Paulo Vitor de Souza Sassim, Tereza Cristina dos Reis Ferreira, Júlio César Veiga Pena, Paula Thayna Soares Lima, Nayara Tays de Oliveira Lima

Resumo


O laser de baixa intensidade (LBI) refere-se ao uso de raios vermelhos e infravermelhos com um comprimento de onda entre 600 e 1000 nm e potência entre 5-500 miliwatts. A luz do laser pode penetrar profundamente nos tecidos, onde ela tem um efeito fotobioestimulante. O objetivo deste estudo é identificar evidências sobre o efeito do LBI no tecido muscular.
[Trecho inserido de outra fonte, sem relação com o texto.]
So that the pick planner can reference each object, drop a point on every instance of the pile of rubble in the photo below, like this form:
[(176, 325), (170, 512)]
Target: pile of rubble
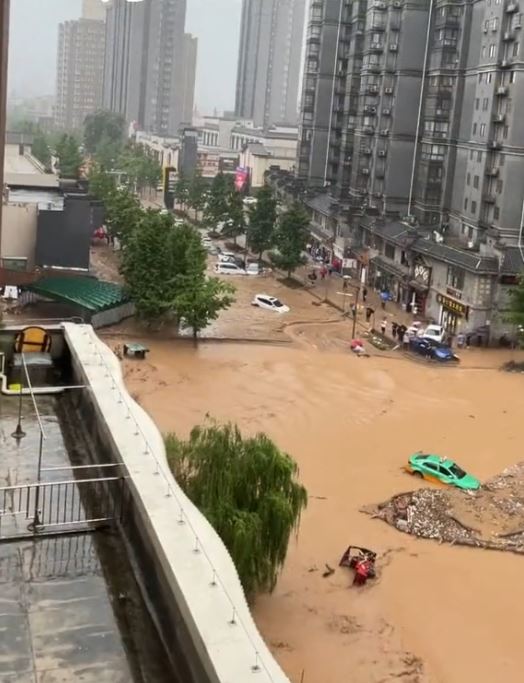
[(492, 517)]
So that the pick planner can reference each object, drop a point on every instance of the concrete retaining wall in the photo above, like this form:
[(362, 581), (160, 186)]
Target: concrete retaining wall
[(188, 577)]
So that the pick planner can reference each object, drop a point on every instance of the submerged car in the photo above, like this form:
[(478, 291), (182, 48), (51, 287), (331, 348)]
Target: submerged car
[(441, 470), (270, 303), (432, 349), (434, 332)]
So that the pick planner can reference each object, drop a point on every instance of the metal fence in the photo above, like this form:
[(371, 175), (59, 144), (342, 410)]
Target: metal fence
[(60, 507)]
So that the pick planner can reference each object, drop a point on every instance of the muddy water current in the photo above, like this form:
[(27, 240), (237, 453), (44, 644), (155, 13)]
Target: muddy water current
[(435, 613)]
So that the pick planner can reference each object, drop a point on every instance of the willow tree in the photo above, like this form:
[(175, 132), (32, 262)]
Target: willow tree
[(248, 490)]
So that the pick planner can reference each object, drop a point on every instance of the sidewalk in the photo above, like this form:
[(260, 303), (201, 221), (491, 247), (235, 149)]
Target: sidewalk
[(331, 290)]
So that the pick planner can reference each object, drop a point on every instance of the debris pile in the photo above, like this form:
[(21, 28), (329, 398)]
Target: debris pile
[(492, 517)]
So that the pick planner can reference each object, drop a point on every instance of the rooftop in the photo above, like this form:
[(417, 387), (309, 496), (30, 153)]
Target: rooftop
[(86, 292)]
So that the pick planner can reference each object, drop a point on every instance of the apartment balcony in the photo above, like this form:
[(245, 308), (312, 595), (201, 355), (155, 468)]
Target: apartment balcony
[(449, 21), (376, 47)]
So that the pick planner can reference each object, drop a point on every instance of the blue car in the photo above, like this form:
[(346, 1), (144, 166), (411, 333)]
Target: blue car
[(432, 349)]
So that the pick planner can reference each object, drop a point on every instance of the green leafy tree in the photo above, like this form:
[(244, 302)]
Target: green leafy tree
[(248, 490), (291, 237), (123, 214), (69, 158), (262, 219), (159, 260), (201, 299), (103, 127), (40, 149), (101, 184), (141, 169), (217, 208), (197, 192), (515, 314)]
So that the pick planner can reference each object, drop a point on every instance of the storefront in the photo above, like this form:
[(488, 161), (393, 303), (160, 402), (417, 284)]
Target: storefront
[(453, 313)]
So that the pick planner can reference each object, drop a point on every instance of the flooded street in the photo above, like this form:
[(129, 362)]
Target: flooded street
[(436, 613)]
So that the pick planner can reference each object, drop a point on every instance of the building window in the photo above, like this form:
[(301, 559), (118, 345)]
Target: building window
[(389, 251), (456, 277)]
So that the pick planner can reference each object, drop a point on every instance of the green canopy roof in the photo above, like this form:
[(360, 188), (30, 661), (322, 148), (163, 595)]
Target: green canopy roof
[(90, 293)]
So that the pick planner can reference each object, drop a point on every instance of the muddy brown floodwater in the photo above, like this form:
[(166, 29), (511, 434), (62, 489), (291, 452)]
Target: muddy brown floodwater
[(436, 613)]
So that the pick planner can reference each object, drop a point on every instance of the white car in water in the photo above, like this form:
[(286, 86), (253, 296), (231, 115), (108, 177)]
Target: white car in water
[(270, 303), (229, 269), (435, 333)]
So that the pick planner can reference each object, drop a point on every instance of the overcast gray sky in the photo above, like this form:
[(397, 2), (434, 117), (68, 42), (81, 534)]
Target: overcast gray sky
[(32, 55)]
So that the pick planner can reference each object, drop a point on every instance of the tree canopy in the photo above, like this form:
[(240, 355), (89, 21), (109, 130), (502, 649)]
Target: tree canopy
[(102, 128), (262, 219), (69, 158), (141, 169), (248, 490), (164, 269), (291, 237)]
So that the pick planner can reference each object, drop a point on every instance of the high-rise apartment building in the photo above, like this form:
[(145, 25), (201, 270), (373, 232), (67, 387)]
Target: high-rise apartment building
[(411, 119), (189, 77), (94, 9), (412, 108), (145, 74), (269, 63), (80, 67)]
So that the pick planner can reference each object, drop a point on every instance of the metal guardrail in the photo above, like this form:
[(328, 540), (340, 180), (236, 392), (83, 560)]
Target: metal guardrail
[(171, 492), (60, 506)]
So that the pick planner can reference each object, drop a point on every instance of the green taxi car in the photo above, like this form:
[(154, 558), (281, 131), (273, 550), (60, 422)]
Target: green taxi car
[(441, 470)]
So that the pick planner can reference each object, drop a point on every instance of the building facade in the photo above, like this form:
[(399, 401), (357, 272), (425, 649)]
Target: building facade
[(145, 76), (410, 117), (80, 70), (269, 62), (189, 77)]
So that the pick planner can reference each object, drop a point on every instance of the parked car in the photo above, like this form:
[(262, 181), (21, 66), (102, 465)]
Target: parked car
[(432, 349), (229, 269), (442, 470), (253, 268), (226, 256), (270, 303), (434, 332)]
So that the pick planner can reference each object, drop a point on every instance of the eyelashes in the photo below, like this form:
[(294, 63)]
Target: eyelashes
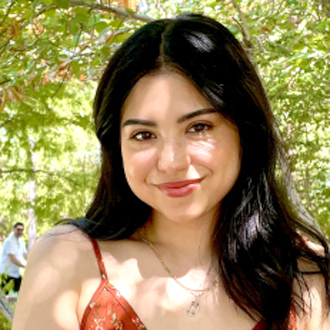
[(200, 128), (142, 136), (196, 128)]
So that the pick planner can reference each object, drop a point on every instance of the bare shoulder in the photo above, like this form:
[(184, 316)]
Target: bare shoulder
[(51, 285), (316, 314)]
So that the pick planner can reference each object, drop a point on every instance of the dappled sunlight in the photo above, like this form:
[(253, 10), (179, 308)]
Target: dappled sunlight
[(45, 284), (63, 309)]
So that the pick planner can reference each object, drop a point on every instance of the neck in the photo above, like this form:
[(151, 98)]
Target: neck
[(188, 242)]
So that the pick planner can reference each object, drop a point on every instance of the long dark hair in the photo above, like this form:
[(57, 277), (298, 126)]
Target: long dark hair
[(259, 234)]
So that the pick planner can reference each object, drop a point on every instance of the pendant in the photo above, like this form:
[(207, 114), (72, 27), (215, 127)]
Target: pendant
[(194, 308)]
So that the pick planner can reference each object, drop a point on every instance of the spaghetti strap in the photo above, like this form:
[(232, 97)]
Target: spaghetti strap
[(99, 259)]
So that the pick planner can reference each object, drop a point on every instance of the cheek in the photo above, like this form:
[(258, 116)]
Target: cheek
[(137, 165)]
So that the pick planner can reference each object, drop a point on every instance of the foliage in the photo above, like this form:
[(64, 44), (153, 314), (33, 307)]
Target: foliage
[(4, 323), (52, 52)]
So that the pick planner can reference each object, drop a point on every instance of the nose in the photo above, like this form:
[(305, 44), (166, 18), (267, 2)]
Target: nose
[(173, 157)]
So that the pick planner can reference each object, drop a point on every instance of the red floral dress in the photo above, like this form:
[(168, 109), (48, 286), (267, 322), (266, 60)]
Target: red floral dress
[(109, 310)]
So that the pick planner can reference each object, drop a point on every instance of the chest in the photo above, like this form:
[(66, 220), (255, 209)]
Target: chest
[(160, 303)]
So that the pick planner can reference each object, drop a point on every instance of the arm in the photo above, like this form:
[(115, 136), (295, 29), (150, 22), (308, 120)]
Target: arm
[(14, 260), (51, 286), (316, 314)]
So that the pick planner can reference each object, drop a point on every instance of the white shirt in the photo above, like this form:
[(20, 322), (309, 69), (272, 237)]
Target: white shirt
[(12, 245)]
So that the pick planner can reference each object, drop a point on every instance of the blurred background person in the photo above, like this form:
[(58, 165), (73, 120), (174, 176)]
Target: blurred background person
[(13, 257)]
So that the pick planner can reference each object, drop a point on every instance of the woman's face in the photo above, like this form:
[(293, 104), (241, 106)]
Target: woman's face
[(180, 155)]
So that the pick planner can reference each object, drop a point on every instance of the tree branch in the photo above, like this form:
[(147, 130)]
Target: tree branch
[(245, 31), (29, 170), (116, 11)]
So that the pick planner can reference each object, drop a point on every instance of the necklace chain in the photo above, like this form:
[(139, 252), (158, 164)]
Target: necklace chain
[(197, 293)]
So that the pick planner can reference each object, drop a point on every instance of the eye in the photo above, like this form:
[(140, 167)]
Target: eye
[(199, 128), (143, 136)]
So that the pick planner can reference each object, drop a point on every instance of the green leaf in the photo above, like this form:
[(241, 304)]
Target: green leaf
[(62, 3), (99, 27), (75, 68)]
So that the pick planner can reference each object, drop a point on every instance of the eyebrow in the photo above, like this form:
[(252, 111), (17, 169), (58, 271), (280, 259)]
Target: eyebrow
[(183, 118)]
Realizou-se uma busca sistemática nas bases de dados Scientific Electronic Library Online (SciELO), Medical Literature Analysis and Retrieval Sistem Online (MedLine/PubMed), Bireme, LILACS, Cochrane e CAPES periódicos; por artigos publicados entre os anos de 2000 a 2015. Foram utilizados os descritores: “Terapia a laser de baixa intensidade”, “Lesão”, “Músculos”, “Músculo esquelético”, “Inflamação”, “Dor” “Reação de fase aguda”, “Fototerapia”, “Fisioterapia” e seus termos equivalentes em inglês. Os critérios de elegibilidade foram: população do estudo, detalhes da intervenção, medidas dos desfechos e resultados; os estudos selecionados foram avaliados com a escala PEDro. A busca resultou em 21 artigos potencialmente relevantes, treze estudos avaliaram os efeitos do LBI sobre o desempenho e fadiga muscular e marcadores bioquímicos de recuperação muscular, um estudo verificou os efeitos do LBI sobre a resposta hipertrófica e força muscular e seis estudos verificaram os efeitos do LBI sobre a dor muscular. Apesar das diferenças nos parâmetros de aplicação do laser e protocolo terapêutico variado, os resultados mostram efeitos positivos da utilização desse recurso na reabilitação muscular.